The official justification for the barrier is security, namely a physical separation between the Israeli and Palestinian spaces. Yet, in Jerusalem, the barrier does not always separate Israelis from the Palestinians, but also separates Palestinians from Palestinians. When we examine the route of the separation barrier in Jerusalem, it appears that non-military considerations also guided its delineation. These considerations include legitimizing the municipal boundaries of Jerusalem, territorial expansion and demographic considerations. For further details.
The route of the separation barrier was designed to leave out large swathes of Palestinian Jerusalemites, designed to improve the demographic balance in the city. De facto, the barrier separates Jerusalem residents of the Shuafat refugee camp and the adjacent neighborhoods, Kafr Aqab, Semiramis and part of Walajeh, from their own city. By severing these neighborhoods from Jerusalem proper, residents of these neighborhoods have to pass through checkpoints to enter Jerusalem. Municipal services, which were minimal to begin with, are now almost non-existent; Despite having Jerusalem residency, residents of these neighborhoods do not even receive the most basic and vital services, such as police and ambulance service, health care, and garbage removal.

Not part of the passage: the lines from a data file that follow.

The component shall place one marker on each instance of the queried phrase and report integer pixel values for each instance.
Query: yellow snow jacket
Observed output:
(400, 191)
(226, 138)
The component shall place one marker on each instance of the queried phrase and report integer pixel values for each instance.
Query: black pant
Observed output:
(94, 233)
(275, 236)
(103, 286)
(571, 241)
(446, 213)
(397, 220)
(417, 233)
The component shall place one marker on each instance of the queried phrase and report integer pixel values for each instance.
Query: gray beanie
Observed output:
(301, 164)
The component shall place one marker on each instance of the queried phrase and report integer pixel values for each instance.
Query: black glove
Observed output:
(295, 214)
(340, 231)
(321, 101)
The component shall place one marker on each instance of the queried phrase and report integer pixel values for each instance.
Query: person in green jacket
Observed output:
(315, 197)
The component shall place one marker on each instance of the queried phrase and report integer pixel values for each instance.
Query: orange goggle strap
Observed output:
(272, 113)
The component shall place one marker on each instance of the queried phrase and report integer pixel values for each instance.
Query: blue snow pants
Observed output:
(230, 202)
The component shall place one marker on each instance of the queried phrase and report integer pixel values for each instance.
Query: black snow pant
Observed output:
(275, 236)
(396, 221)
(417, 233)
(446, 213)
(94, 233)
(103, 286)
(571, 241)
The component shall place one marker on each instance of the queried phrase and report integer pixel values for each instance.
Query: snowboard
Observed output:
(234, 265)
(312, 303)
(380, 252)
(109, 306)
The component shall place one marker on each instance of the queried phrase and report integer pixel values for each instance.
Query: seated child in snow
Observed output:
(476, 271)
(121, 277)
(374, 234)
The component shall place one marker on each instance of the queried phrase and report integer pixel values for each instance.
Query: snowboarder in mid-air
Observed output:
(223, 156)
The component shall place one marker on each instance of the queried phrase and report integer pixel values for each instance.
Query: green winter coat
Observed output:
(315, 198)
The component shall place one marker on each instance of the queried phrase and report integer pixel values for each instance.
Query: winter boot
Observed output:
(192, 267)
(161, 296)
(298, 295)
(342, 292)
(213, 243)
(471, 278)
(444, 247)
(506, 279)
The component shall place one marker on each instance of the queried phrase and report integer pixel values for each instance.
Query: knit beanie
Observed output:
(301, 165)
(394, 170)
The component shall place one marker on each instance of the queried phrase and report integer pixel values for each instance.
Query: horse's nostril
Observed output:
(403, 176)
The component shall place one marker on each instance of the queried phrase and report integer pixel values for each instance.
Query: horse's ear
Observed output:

Presently there are 13 active checkpoints between the West Bank and Jerusalem. Palestinians with West Bank identity cards can only cross through three of these checkpoints: Qalandia in the north, Bethlehem (Checkpoint 300) in the south and the Olive Terminal (Ras Abu Sbitan) in the east. In order to go through these checkpoints, Palestinian residents of the West Bank have to show special permits from the Civil Administration and undergo thorough security inspections. Passing through these checkpoints involves many hours of waiting, harassment and arbitrary closures. Some of the checkpoints are for commercial use only and some are open to Israeli citizens, including Palestinian residents of Jerusalem. At these checkpoints inspections are random and relatively quick.
The implications of the separation barrier on the city must be examined from several angles:
1. Security: Since the barrier was built there has been a substantial drop in the number of terrorist attacks. However, it is not clear whether this can be exclusively attributed to the separation barrier. Simultaneously, Israel was increasing military action in the Palestinian territories, and the Palestinian Authority was working to prevent terrorist activity from its own territory. Meanwhile, there was a rise in terror attacks by Palestinian residents of Jerusalem.
2. Political: The barrier runs more or less along the municipal boundaries of Jerusalem and includes most of the Palestinian neighborhoods and the Old City. Therefore, it is clear that the separation fence in its current route will not be able to function as the border between Israel and a future Palestinian state.
3. Socio-economic: The barrier has socio-economic effects in a number of areas: freedom of movement, health, education, the mass return of Palestinian residents to the city, economic deterioration, access of the Palestinian population of the West Bank to holy sites in Jerusalem and more.